NADJA / AIDAN BAKER - White Nights / Drone Fields

Format: 2 x DVD
Label & Cat.Number: Beta-lactam Ring Records mt223
Release Year: 2010
Note: double DVD in gatefold DVD-case with almost 6 hours of visual material from diverse filmmakers, combined with two live-recordings from NADJA ("White Nights" 2h 45 min, Toronto 2007) & AIDAN BAKER solo ("Drone Fields" 2h 58min, Killaloe, Ontario, 2003); very psychedelic stuff! "Smoke, fire, clouds, oil, water, glass, humanity and its relation to light and movement are manipulated in a million wondrous ways.."; standard edition lim. 750 copies
Price (incl. 19% VAT): €19.50
Warning: Currently we do not have this album in stock!


More Info

"WHITE NIGHTS/DRONE FIELDS - DVD Trailer from naomi no umi on Vimeo.

Standard 2xDVD ed. will be issued Sept. 24, 2010 (unnumbered, unsigned and no bonus CD or photo) but packaged in a gatefold dvd case . Aidan Baker's anodyne ambiences almost act as aural dream machines on their own. But now Baker has collaborated with actual film makers for his Opus Dei, embodied in this double DVD set (one credited as Aidan Baker and the other to Nadja). Clocking in at nearly 6 hours, this in-home installation is the ultimate video aquarium for the acid-minded. Baker's thrum-scapes lay back and patiently coo mantras something akin to mid-period Nocturnal Emissions or Vidna Obmana, while spectacular visions wend and squirm from the absolutely abstract to hi-def nature photography, all to blissful affect. Some footage oozes out and away, like Cocteau Twins albums come to life, while other footage juxtaposes layers of treated imagery ala Derek Jarman experimental films, or early Cabaret Voltaire Doublevision videos. The pieces are so beautifully mixed, often taking field footage and slowly tweaking colours, definitions, focii into indefinable splashes and spectrums. Smoke, fire, clouds, oil, water, glass, humanity and its relation to light and movement are manipulated in a million wondrous ways, matching Baker's epic garden music drone for drone; loop for loop; god for god.

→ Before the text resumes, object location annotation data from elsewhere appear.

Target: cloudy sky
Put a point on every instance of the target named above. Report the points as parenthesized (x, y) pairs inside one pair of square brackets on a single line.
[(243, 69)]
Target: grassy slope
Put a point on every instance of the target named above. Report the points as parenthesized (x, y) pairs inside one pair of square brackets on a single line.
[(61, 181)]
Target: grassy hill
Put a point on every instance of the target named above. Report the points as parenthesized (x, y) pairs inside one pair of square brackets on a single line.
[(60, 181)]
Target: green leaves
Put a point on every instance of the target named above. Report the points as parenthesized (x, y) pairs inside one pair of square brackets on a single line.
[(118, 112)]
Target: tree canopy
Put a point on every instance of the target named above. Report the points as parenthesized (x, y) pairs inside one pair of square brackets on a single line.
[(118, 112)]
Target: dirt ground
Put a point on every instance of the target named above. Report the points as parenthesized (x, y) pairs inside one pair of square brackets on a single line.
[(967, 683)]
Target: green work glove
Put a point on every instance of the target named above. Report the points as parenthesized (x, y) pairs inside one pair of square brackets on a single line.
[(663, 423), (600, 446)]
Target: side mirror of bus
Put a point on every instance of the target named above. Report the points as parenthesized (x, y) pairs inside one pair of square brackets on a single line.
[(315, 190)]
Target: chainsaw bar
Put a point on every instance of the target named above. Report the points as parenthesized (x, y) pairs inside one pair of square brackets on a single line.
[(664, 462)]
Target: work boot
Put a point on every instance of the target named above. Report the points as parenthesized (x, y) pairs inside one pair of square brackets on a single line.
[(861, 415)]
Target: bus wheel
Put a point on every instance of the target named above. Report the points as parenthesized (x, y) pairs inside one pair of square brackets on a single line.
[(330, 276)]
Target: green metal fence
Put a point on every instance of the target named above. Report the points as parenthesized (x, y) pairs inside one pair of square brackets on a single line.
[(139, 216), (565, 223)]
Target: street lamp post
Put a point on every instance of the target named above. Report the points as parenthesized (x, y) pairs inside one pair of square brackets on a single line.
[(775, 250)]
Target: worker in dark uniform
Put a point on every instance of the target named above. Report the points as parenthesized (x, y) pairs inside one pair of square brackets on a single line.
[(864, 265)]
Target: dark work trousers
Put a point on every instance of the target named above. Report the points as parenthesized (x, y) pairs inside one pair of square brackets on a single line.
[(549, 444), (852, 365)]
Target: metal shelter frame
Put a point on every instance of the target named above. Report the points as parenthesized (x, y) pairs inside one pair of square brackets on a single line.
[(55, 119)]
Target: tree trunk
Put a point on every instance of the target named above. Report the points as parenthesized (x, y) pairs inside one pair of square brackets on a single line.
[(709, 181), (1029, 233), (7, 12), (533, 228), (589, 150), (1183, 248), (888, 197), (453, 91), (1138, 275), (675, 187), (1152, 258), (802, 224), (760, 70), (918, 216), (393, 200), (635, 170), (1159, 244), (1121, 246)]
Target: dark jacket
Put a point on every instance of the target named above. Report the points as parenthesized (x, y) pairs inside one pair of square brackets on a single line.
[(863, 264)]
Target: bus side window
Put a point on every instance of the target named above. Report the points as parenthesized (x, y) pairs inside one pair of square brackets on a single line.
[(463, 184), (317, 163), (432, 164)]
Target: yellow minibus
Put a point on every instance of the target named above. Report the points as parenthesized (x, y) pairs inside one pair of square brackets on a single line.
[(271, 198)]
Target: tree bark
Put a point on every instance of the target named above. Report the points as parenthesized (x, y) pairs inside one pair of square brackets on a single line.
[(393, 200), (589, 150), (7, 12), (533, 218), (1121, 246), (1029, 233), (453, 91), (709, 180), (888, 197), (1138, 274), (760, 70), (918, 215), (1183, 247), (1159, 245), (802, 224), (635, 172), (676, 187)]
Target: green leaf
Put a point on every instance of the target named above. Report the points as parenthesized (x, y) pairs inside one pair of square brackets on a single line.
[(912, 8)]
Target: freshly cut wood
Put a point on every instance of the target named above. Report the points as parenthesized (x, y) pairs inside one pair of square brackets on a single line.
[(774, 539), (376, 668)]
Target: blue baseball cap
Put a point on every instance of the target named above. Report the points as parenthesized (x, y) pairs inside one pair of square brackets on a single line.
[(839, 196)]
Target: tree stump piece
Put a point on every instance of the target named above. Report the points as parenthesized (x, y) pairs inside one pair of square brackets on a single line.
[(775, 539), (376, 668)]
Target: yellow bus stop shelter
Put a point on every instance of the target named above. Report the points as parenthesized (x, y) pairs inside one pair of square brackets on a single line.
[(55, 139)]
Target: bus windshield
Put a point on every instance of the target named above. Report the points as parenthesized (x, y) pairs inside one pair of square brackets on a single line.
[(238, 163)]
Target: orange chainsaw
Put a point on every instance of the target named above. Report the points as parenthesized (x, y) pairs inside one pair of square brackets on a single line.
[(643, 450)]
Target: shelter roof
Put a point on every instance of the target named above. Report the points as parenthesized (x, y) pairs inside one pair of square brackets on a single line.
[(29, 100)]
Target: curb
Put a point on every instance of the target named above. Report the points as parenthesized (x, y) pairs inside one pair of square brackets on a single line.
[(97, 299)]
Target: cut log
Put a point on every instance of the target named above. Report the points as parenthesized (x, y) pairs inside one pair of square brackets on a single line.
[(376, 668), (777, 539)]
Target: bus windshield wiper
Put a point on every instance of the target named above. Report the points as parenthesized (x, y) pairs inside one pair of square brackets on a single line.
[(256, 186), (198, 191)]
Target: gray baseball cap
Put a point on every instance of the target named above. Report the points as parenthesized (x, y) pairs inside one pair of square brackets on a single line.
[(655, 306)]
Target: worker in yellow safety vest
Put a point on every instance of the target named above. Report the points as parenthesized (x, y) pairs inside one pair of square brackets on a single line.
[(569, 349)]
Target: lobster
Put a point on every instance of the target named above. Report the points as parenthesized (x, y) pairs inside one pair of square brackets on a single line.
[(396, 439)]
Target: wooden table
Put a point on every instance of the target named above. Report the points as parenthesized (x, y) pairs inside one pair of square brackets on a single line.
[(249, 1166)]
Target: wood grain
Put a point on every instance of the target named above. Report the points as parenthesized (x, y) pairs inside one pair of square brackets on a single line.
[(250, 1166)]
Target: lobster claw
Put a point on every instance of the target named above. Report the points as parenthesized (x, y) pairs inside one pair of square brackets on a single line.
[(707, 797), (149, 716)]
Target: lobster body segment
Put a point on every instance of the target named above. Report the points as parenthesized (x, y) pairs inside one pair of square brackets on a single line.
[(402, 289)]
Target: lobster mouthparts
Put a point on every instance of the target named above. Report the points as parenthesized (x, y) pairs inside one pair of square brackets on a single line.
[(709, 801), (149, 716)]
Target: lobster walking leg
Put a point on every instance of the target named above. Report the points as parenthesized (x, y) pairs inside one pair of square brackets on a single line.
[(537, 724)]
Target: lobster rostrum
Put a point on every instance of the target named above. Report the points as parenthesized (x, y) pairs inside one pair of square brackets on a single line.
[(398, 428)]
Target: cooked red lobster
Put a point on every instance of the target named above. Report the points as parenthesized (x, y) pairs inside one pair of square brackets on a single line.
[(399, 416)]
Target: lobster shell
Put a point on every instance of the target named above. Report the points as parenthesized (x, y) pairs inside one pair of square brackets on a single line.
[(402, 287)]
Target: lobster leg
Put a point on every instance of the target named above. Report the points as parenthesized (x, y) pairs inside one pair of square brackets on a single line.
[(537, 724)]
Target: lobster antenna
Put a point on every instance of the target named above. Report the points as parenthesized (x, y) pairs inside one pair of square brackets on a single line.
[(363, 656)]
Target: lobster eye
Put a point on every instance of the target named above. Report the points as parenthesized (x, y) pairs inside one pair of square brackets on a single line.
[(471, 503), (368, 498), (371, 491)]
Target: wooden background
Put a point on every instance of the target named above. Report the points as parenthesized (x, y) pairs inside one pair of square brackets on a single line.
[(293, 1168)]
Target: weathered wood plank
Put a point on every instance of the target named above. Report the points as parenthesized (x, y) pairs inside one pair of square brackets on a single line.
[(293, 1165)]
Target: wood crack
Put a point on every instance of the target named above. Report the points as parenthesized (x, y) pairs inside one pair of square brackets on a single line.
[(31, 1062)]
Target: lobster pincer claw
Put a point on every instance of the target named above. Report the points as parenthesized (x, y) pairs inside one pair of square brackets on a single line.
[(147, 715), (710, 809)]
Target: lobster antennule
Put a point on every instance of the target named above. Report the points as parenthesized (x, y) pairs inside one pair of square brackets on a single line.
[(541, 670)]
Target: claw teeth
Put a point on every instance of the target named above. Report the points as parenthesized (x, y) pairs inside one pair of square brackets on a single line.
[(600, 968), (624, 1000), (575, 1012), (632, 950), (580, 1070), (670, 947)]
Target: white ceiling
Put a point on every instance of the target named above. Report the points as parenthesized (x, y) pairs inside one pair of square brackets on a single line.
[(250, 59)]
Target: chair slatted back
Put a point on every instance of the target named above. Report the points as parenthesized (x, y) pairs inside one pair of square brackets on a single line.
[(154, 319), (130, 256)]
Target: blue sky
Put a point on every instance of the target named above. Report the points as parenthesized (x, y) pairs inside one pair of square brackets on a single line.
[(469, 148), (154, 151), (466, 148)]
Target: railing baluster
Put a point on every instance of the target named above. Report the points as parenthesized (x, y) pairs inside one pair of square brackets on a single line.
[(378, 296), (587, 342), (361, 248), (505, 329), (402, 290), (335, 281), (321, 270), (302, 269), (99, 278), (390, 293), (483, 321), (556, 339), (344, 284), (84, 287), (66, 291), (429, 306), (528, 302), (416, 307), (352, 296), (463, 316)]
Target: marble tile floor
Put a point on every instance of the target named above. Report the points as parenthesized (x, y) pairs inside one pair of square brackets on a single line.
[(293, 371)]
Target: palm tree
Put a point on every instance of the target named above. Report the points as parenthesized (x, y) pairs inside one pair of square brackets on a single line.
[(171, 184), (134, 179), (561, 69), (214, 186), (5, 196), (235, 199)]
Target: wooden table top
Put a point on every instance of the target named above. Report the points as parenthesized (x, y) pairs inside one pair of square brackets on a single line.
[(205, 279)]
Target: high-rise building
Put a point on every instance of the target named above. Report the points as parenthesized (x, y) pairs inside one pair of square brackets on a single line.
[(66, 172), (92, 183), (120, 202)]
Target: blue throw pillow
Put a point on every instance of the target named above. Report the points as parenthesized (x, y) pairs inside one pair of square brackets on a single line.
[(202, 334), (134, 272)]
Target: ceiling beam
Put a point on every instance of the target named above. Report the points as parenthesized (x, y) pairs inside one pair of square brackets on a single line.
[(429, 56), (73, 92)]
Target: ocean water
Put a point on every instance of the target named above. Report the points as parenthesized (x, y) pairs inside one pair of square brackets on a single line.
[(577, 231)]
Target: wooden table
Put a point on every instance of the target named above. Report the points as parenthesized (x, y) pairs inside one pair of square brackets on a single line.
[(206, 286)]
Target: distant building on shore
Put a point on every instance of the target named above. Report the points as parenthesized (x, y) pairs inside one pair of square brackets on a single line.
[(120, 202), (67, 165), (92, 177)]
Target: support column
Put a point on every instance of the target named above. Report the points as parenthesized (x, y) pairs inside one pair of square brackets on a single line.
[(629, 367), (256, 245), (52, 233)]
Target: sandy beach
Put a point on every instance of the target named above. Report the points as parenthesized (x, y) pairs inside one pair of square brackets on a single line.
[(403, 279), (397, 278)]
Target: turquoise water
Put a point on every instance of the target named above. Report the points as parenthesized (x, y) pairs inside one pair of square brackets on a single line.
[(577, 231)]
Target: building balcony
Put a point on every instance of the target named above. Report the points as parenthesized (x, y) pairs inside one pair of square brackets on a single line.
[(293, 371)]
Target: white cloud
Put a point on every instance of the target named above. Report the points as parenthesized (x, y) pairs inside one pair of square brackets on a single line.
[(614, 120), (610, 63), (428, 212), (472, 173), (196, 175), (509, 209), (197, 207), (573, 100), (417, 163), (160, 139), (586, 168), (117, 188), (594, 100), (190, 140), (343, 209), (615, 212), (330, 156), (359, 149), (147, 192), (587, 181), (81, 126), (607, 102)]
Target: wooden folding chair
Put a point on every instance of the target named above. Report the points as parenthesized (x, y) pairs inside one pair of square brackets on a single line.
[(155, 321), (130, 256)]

NADJA “WHITE NIGHTS” 2h 45min
This concert was recorded live between 4am and 7am during the 2007 Nuit Blanche event in Toronto. Nadja’s set was part of Insomnosonic, an evening of musical performances at the Toronto City Works Parking Garage, curated by Camilla Singh and The Museum of Contemporary Canadian Art.
Every traveller starts out on foot, and this journey is no exception. Starting out on a night stroll through the city, the viewer is taken on an all night multi-destination visual tour. These destinations give an impression of the past, the present, the real and the distopic. In the spirit of Nuit Blanche, the videos in this compilation celebrate ritual, community, dance, and other ecstatic attempts to create something eternal and mark the passage of time.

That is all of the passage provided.